Hannas Regel kündigt sich an und die Zeit der Verkleidungsspiele mit Jonna sollte eigentlich auch vorbei sein, naja fast. Aber sie fühlt sich auch nicht erwachsen, so wie ihre Freundin Sabina, die sich gegen ihre Mutter auflehnt und mit Jungs rumknutscht.

Vieles ist Hanna so unendlich peinlich, ob es nun ihre Gedanken an die eigene körperliche Lust sind oder Janek, den Neuen im Ort. Immer wenn sie ihn sieht, versagt ihre Stimme. Und dann sind da noch diese fiesen Typen, die Hanna ärgern und ausgerechnet mit Matte geht Sabina, die sich neuerdings nur für Modehefte und Klamotten interessiert.

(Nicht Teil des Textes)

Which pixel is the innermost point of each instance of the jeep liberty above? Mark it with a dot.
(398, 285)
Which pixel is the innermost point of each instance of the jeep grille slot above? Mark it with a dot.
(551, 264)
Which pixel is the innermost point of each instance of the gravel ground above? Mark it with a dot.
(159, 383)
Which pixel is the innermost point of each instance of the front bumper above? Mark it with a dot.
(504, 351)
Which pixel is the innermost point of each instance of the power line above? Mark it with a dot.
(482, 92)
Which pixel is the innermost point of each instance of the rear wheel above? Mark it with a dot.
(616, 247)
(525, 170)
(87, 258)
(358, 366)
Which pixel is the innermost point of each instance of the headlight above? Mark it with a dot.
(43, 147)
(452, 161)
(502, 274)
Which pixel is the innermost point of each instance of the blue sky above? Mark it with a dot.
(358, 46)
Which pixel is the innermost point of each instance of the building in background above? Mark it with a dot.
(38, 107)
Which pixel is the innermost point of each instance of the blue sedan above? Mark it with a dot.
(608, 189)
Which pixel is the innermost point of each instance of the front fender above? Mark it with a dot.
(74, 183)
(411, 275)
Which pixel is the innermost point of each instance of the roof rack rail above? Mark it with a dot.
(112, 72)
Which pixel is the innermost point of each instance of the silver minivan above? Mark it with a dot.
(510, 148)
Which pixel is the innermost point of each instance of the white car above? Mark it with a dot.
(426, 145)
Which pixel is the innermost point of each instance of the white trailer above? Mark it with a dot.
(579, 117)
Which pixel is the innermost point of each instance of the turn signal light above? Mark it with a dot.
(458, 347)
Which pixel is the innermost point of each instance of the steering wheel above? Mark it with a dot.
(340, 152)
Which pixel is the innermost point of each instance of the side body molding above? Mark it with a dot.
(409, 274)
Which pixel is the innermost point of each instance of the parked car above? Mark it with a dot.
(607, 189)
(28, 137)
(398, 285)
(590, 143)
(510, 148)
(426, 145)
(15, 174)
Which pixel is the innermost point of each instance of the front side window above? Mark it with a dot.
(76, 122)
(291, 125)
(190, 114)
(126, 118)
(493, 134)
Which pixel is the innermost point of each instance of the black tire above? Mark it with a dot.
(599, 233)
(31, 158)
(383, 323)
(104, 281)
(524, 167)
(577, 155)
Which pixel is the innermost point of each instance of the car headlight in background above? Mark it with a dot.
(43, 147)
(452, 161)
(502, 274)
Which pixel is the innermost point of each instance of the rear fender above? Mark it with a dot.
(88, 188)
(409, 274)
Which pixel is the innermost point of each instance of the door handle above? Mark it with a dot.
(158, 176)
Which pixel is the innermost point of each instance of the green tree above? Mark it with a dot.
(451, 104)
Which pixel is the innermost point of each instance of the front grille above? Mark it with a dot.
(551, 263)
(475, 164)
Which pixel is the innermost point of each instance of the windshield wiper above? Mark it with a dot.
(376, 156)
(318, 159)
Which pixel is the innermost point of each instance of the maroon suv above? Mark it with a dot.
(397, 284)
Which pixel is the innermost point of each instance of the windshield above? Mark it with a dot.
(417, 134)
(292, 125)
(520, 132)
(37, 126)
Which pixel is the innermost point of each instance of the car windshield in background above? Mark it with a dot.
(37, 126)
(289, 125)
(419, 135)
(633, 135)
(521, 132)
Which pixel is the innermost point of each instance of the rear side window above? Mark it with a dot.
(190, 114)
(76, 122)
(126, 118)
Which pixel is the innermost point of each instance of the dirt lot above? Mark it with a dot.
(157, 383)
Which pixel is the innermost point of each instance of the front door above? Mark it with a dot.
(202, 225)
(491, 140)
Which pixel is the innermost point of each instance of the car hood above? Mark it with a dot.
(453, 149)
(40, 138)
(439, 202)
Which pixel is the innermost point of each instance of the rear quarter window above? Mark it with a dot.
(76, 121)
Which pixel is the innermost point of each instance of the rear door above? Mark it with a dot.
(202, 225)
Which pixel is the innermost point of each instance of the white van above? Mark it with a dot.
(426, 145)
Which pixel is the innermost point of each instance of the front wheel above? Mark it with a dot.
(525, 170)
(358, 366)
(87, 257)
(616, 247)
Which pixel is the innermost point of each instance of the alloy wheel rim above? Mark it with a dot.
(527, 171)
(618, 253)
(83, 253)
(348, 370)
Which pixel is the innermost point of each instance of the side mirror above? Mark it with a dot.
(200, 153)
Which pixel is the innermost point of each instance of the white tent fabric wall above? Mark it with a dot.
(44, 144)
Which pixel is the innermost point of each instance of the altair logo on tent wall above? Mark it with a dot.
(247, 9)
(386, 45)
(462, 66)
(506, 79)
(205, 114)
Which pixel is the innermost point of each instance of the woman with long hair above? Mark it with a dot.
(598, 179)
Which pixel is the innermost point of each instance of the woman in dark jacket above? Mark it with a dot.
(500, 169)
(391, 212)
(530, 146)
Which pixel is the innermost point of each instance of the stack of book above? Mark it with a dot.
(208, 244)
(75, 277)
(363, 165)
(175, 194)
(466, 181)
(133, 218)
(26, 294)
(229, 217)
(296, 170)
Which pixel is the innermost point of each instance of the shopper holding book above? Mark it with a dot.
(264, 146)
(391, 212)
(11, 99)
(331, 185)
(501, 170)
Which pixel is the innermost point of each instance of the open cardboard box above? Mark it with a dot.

Die lebensfrohe Sabina übt auf die schüchterne Hanna indirekt immer Druck aus und sie ärgert sie, wenn sie die Gelegenheit dazu findet.

Hanna spürt, das es nicht richtig ist, über Freundinnen, wie z.B. Jonna hinter ihrem Rücken zu reden. Jedes Wort kann Hanna tief verletzten, so wie die bösartige Meinung von Matte über sie.

Und dann stellt sich heraus, das Linda vergewaltigt und ermordet wurde. Niemand kann es begreifen.

Moa Eriksson Sandberg beschreibt die Zeit der Veränderungen in Hannas Leben, die sie einfach nur verunsichern. Sie beobachtet die Erwachsenen, sie sieht sich selbst kritisch und würde sich am liebsten in einer Ecke verkriechen, aber sie ist auch neugierig, auf Janek und sich selbst. Die schwedische Autorin findet für Hanna und ihre Erlebnisse einen sehr eigenen, authentischen Ton, der genau das Lebensgefühl wiedergibt, das sicher viele junge Mädchen in diesem Alter spüren.

Alles was geschieht, wird intensiv erlebt, die eigene körperliche Entwicklung, die Reaktion der anderen und die eigene Sicht auf die Geschehnisse. Die Welt kann schon bei einem Wort untergehen. Früher konnte Hanna alles ihrem Vater, für den sie das einmalige Kind war, erzählen. Heute hat Hanna Geheimnisse, denn auch er hat welche. Und im Hintergrund lauert die Gefahr, das Gewalttätige.

Nie wird der Fall Linda Palm aufgeklärt, aber Hannas Eltern entschließen sich den einst so friedlichen Ort zu verlassen, und zusammen wieder in Göteborg zu wohnen.